JF Ptak Science Books LLC Post 683 Blog Bookstore
Part of the History of Dots series
It is interesting to think of the importance of dots in the first revolutionary changes in 500 years in the history of art. Honestly, there wasn’t anything epochal that happened between the re-discovery of perspective (ca. 1330-1400) and the arrival of Impressionism (and just afterwards of non-representational art) in the 1872/3/4-1915 period.
Dots aren’t brought to bear formally in the revolutionary movement until the early 1880’s. Impressionism for all intents and purposes is formed with the Societe Anonyme in 1872 (whose members included Monet, Pissarro, Degas, Sisley, Morisot and eleven others), and perhaps more realistically in 1874 when the Societe exhibited its first salon. (The first show held at the Nadar Studio in Paris in April 1874; a tiny, one month long affair, compared to mammoth exhibitions like the Universal Exposition in Paris in 1867.)

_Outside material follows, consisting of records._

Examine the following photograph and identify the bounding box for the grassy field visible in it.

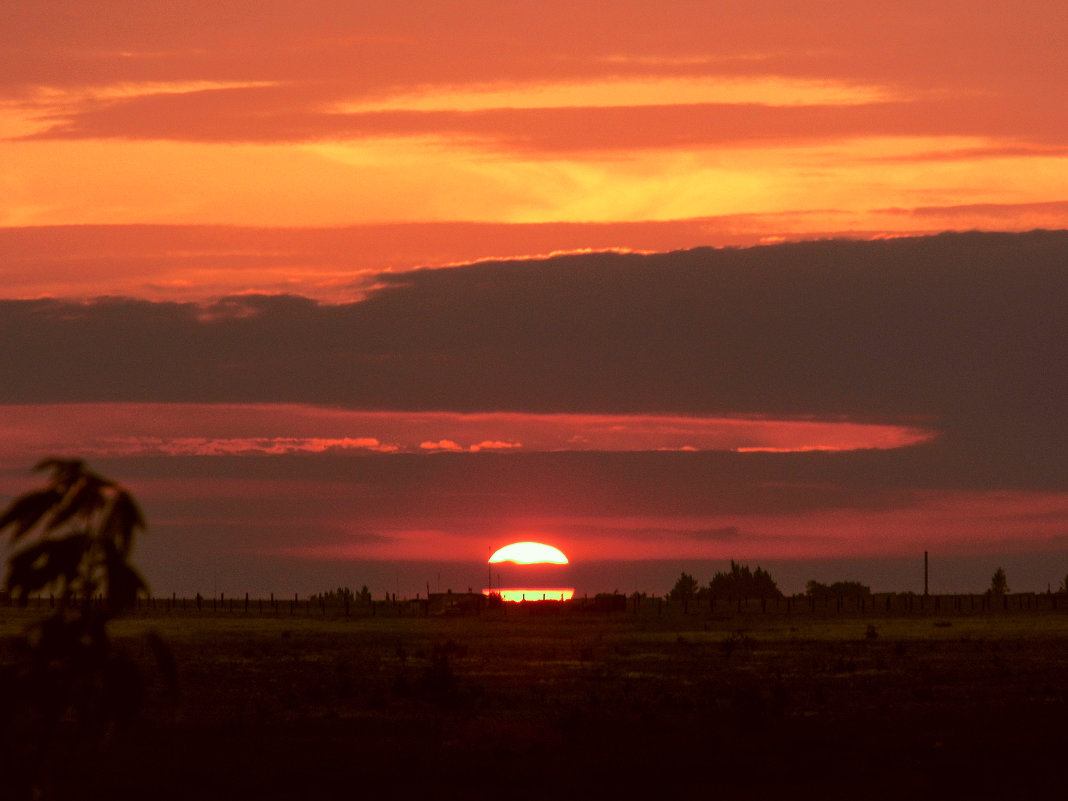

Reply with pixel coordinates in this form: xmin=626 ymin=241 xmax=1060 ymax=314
xmin=0 ymin=609 xmax=1068 ymax=801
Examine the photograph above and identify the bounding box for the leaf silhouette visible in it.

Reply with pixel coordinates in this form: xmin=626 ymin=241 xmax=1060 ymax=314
xmin=6 ymin=533 xmax=90 ymax=603
xmin=46 ymin=478 xmax=106 ymax=531
xmin=0 ymin=487 xmax=63 ymax=541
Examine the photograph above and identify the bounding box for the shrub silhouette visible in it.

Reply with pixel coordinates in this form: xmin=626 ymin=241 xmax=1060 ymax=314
xmin=0 ymin=459 xmax=175 ymax=798
xmin=708 ymin=560 xmax=783 ymax=600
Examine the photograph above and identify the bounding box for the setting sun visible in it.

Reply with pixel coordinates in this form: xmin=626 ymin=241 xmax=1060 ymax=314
xmin=489 ymin=543 xmax=567 ymax=565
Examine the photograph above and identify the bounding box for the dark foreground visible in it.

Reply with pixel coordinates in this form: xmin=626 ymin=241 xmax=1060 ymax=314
xmin=0 ymin=610 xmax=1068 ymax=801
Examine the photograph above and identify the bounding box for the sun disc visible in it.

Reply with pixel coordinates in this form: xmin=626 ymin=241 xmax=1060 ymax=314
xmin=489 ymin=543 xmax=567 ymax=565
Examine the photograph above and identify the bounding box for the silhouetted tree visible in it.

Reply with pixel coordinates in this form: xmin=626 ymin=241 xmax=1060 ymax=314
xmin=804 ymin=581 xmax=871 ymax=599
xmin=987 ymin=567 xmax=1009 ymax=596
xmin=0 ymin=459 xmax=174 ymax=797
xmin=708 ymin=560 xmax=783 ymax=600
xmin=668 ymin=572 xmax=697 ymax=603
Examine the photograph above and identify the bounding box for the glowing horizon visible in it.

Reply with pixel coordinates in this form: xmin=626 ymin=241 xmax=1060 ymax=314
xmin=482 ymin=587 xmax=575 ymax=603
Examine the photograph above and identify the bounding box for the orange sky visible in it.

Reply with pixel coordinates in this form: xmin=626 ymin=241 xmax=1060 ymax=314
xmin=0 ymin=0 xmax=1068 ymax=298
xmin=0 ymin=6 xmax=1068 ymax=593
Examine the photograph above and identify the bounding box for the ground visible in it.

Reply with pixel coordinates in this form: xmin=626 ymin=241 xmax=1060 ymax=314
xmin=0 ymin=604 xmax=1068 ymax=801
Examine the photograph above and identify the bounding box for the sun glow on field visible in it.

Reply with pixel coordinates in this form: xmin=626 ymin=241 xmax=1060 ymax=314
xmin=489 ymin=543 xmax=567 ymax=565
xmin=482 ymin=587 xmax=575 ymax=603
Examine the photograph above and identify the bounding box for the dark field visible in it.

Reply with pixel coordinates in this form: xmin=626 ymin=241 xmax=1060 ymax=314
xmin=0 ymin=608 xmax=1068 ymax=801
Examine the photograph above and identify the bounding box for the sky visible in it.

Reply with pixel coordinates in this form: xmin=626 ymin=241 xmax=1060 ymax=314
xmin=0 ymin=0 xmax=1068 ymax=595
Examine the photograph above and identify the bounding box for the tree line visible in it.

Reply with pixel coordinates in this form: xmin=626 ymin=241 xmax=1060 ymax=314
xmin=668 ymin=560 xmax=1038 ymax=603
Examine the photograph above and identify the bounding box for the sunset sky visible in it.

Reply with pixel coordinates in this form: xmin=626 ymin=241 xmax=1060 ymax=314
xmin=0 ymin=0 xmax=1068 ymax=595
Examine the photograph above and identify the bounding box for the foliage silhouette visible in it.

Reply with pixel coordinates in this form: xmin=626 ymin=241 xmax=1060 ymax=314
xmin=708 ymin=560 xmax=783 ymax=600
xmin=0 ymin=459 xmax=170 ymax=798
xmin=668 ymin=572 xmax=697 ymax=603
xmin=987 ymin=567 xmax=1009 ymax=597
xmin=804 ymin=580 xmax=871 ymax=600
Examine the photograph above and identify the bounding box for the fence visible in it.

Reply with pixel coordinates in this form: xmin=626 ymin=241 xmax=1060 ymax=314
xmin=0 ymin=593 xmax=1068 ymax=618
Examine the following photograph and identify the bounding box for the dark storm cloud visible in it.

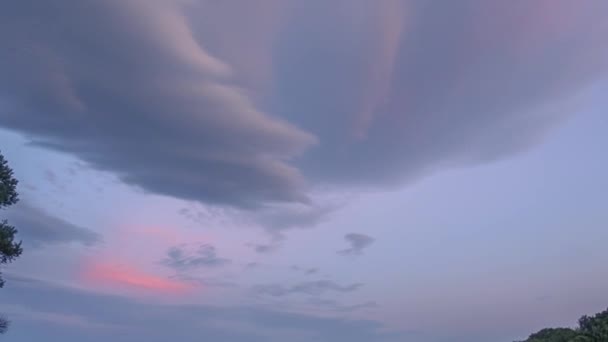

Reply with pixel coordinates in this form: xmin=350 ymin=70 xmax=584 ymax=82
xmin=0 ymin=0 xmax=315 ymax=206
xmin=273 ymin=0 xmax=608 ymax=186
xmin=338 ymin=233 xmax=376 ymax=255
xmin=2 ymin=276 xmax=403 ymax=342
xmin=253 ymin=280 xmax=363 ymax=297
xmin=161 ymin=244 xmax=231 ymax=271
xmin=0 ymin=0 xmax=608 ymax=210
xmin=6 ymin=200 xmax=102 ymax=246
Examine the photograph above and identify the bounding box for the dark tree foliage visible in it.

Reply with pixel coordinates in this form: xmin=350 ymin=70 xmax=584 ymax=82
xmin=0 ymin=153 xmax=23 ymax=334
xmin=0 ymin=316 xmax=11 ymax=334
xmin=522 ymin=309 xmax=608 ymax=342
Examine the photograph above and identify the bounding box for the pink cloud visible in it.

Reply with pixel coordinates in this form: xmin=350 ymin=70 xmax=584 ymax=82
xmin=81 ymin=261 xmax=192 ymax=294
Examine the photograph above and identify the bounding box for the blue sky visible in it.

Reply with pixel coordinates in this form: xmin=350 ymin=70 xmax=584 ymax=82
xmin=0 ymin=0 xmax=608 ymax=342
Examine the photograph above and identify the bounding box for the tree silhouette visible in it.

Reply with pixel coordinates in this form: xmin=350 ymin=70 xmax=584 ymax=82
xmin=0 ymin=153 xmax=23 ymax=334
xmin=522 ymin=309 xmax=608 ymax=342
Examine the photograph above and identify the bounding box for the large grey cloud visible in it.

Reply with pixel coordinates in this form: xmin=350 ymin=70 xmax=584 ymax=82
xmin=0 ymin=0 xmax=608 ymax=208
xmin=5 ymin=200 xmax=102 ymax=246
xmin=0 ymin=0 xmax=315 ymax=206
xmin=0 ymin=278 xmax=403 ymax=342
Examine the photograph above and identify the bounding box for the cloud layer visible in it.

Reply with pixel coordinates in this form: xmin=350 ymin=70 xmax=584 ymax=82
xmin=4 ymin=277 xmax=401 ymax=342
xmin=6 ymin=200 xmax=102 ymax=246
xmin=0 ymin=0 xmax=608 ymax=208
xmin=338 ymin=233 xmax=376 ymax=255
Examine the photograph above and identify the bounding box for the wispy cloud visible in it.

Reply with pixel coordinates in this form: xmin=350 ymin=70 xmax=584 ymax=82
xmin=252 ymin=280 xmax=363 ymax=297
xmin=338 ymin=233 xmax=376 ymax=255
xmin=6 ymin=200 xmax=102 ymax=246
xmin=161 ymin=244 xmax=231 ymax=271
xmin=82 ymin=261 xmax=192 ymax=293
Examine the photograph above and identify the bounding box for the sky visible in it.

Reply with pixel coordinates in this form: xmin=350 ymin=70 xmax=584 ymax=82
xmin=0 ymin=0 xmax=608 ymax=342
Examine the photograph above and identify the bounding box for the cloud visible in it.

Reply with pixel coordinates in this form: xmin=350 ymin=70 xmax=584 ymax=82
xmin=81 ymin=261 xmax=192 ymax=294
xmin=161 ymin=244 xmax=231 ymax=271
xmin=3 ymin=278 xmax=403 ymax=342
xmin=0 ymin=0 xmax=316 ymax=206
xmin=6 ymin=200 xmax=102 ymax=246
xmin=338 ymin=233 xmax=376 ymax=255
xmin=252 ymin=280 xmax=363 ymax=297
xmin=309 ymin=297 xmax=378 ymax=312
xmin=291 ymin=265 xmax=319 ymax=275
xmin=0 ymin=0 xmax=608 ymax=211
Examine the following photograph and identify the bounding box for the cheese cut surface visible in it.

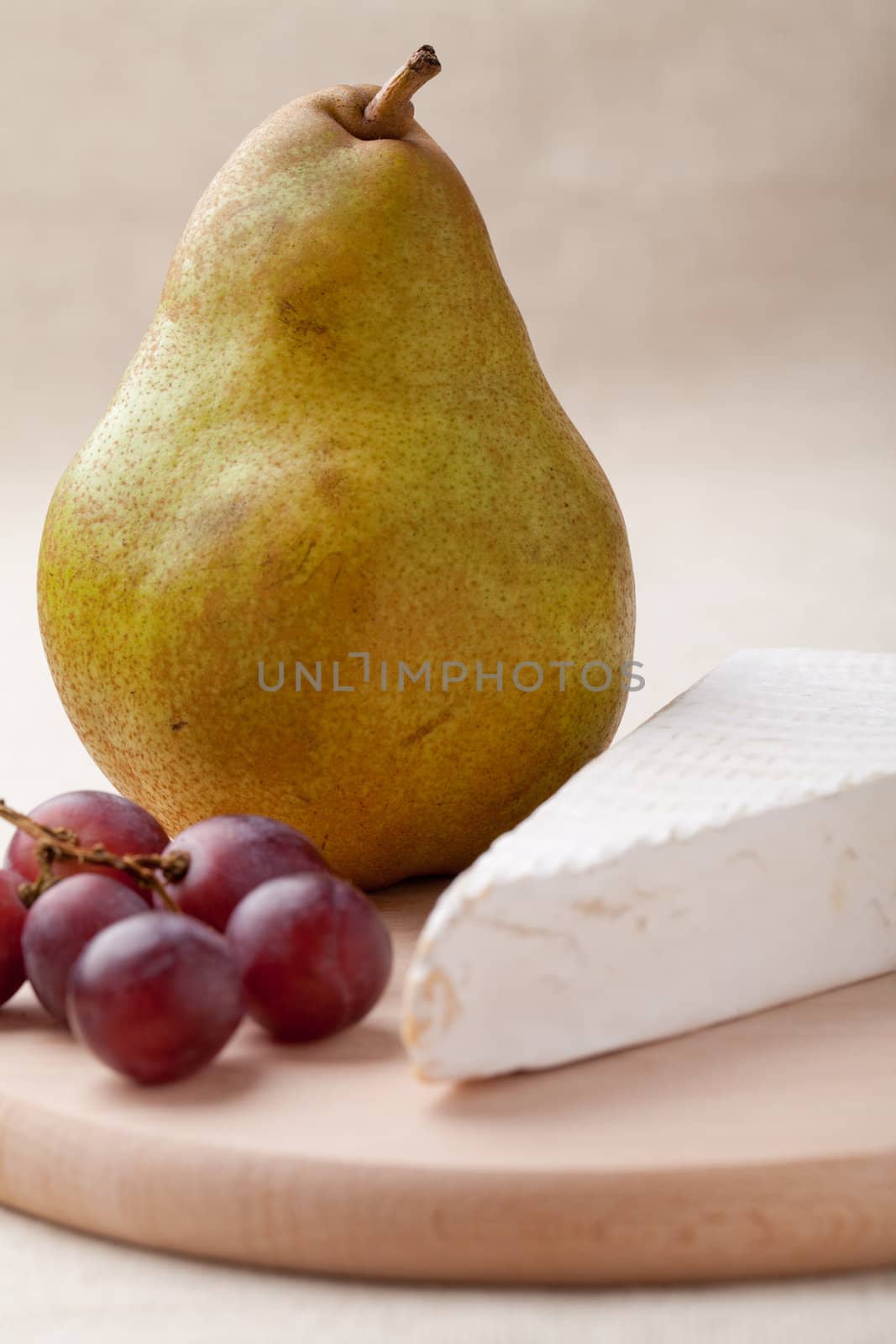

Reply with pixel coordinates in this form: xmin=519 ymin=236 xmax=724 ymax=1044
xmin=403 ymin=649 xmax=896 ymax=1079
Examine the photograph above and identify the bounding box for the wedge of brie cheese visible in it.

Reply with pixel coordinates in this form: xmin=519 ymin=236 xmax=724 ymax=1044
xmin=403 ymin=649 xmax=896 ymax=1079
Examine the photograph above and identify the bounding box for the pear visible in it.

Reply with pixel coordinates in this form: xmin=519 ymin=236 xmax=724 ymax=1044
xmin=39 ymin=47 xmax=634 ymax=889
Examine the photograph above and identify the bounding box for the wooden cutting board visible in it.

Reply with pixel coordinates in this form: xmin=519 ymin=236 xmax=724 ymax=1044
xmin=0 ymin=883 xmax=896 ymax=1284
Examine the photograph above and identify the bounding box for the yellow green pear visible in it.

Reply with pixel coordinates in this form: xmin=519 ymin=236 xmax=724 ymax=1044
xmin=39 ymin=47 xmax=634 ymax=889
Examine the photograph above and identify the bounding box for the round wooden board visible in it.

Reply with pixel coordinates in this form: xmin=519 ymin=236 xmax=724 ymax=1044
xmin=0 ymin=883 xmax=896 ymax=1284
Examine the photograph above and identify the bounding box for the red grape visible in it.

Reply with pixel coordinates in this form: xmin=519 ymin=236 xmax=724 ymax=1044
xmin=69 ymin=911 xmax=244 ymax=1084
xmin=160 ymin=815 xmax=327 ymax=932
xmin=0 ymin=869 xmax=29 ymax=1004
xmin=22 ymin=869 xmax=146 ymax=1023
xmin=5 ymin=789 xmax=168 ymax=903
xmin=227 ymin=872 xmax=392 ymax=1040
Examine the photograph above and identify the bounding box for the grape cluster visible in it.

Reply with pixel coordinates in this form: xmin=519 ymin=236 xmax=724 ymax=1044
xmin=0 ymin=790 xmax=392 ymax=1084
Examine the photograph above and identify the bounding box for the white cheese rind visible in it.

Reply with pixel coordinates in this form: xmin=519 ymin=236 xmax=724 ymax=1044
xmin=405 ymin=649 xmax=896 ymax=1079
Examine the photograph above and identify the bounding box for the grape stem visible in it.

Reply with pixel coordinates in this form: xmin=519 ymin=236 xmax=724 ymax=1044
xmin=0 ymin=798 xmax=190 ymax=914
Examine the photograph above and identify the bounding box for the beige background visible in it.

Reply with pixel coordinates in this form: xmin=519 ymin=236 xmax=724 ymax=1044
xmin=0 ymin=0 xmax=896 ymax=1344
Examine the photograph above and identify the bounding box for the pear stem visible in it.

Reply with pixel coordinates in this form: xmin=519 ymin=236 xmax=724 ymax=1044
xmin=364 ymin=45 xmax=442 ymax=130
xmin=0 ymin=798 xmax=190 ymax=911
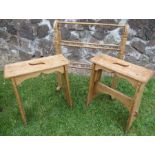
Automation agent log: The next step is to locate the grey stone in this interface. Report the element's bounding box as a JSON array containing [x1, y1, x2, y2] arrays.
[[151, 56, 155, 64], [131, 40, 146, 53], [37, 25, 49, 38], [0, 30, 9, 39], [30, 19, 42, 24], [19, 51, 32, 61], [7, 25, 17, 35], [0, 19, 13, 27], [147, 39, 155, 46], [92, 28, 108, 40], [48, 19, 55, 27], [19, 21, 34, 40], [8, 36, 18, 46], [128, 19, 155, 40], [145, 47, 155, 58], [0, 38, 9, 50], [70, 31, 80, 40], [66, 24, 84, 31], [104, 28, 121, 44], [61, 27, 71, 40]]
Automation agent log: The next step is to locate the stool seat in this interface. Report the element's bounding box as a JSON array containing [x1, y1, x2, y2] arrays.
[[90, 54, 154, 83], [4, 54, 69, 78], [87, 54, 154, 131]]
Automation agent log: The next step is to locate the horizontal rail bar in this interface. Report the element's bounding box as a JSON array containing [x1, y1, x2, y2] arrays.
[[96, 82, 133, 111], [61, 40, 120, 47], [69, 65, 92, 70], [58, 21, 125, 28]]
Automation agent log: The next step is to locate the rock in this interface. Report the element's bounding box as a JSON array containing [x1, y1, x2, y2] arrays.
[[0, 19, 13, 27], [79, 30, 91, 40], [65, 47, 83, 61], [30, 19, 42, 24], [147, 39, 155, 46], [128, 19, 155, 40], [48, 19, 55, 27], [151, 56, 155, 64], [0, 38, 9, 50], [8, 36, 18, 46], [0, 30, 9, 39], [37, 25, 49, 38], [61, 27, 71, 40], [124, 55, 139, 65], [65, 24, 84, 31], [70, 31, 80, 40], [145, 46, 155, 58], [39, 39, 52, 52], [92, 28, 108, 40], [131, 39, 146, 53], [0, 48, 20, 68], [7, 25, 17, 35], [19, 21, 34, 40], [19, 51, 32, 61]]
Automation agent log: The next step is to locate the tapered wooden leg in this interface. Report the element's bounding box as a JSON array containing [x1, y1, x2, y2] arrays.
[[86, 64, 97, 106], [92, 69, 102, 99], [12, 79, 26, 126], [56, 72, 62, 90], [62, 66, 73, 107], [111, 74, 118, 99], [126, 84, 145, 131]]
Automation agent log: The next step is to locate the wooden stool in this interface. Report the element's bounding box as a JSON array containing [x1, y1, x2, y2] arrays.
[[87, 55, 153, 131], [4, 54, 72, 125]]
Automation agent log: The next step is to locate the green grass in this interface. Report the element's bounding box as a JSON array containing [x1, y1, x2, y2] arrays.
[[0, 72, 155, 135]]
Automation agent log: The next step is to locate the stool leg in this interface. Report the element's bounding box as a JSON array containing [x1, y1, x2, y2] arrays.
[[92, 69, 102, 98], [86, 64, 97, 106], [126, 84, 145, 131], [111, 74, 118, 99], [56, 72, 62, 90], [12, 79, 26, 126], [62, 66, 73, 107]]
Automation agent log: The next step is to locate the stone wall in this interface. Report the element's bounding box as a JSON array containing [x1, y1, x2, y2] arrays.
[[0, 19, 155, 70]]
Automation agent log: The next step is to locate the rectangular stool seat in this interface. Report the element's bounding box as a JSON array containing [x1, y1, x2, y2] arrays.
[[90, 54, 153, 83], [87, 55, 154, 131], [4, 54, 69, 78]]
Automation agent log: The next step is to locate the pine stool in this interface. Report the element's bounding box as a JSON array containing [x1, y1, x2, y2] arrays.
[[4, 54, 72, 125], [87, 55, 153, 131]]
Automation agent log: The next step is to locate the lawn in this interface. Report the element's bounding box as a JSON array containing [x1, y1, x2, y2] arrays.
[[0, 72, 155, 136]]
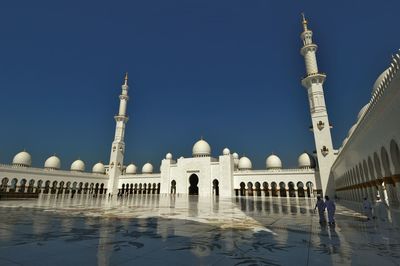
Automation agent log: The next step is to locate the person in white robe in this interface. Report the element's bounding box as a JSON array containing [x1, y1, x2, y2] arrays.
[[325, 196, 336, 225], [314, 196, 326, 223]]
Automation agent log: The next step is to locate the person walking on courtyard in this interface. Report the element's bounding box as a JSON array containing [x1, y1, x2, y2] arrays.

It was Georges Seurat who brought the whole world to the dot experience with his artisitc method of Pointilism, in particular with his magnificent Un dimanche après-midi à l'Île de la Grande Jatte, an enormous work given its composition—dots. The dots replaced the brushstroke, and their placement in relation to their color was an absolutely brilliant innovation, establishing a perfect result for the viewer when examining the work as a whole. (It may well be that the French chemist an designer Michel Chevreul made this discovery a few decades earlier, noticing the effect and changes in color depending on placement and—in his case, with fabric—color in the dyes for his material.)
Wassily Kandinsky (1866-1944), the discoverer of nothingness in art and the introduction of the first non-representational paintings in art history (1913) used his fair share of dots in his exploration of the previously invisible. One good example is his 9 Points in Ascendance (1918), which is nothing but black dots, an impossible composition just two decades prior to its creation.
In the middle of this appeared the half-tone illustration, the great liberator of photographic illustration in popular publication. Invented in the late 1870’s by Stephen Henry Horgan and used in the Illustrated London News for the first time in 1881, it made the publication of accurate images much feasible and economical. No longer were readers dependent on the accuracies of artists interpreting photographs or photographed scenes—the photographs themselves were now publishable at little cost and in high quality, vastly increasing the veracity of published reports dependent upon images. This was revolutionary in its own way, democratizing the sharing of images and icons.
And so in just thirty years the lowly dot availed itself of some of the most spectacular achievements in modernism. Of course we can say the same of the line, but this is, after all, a history of dots.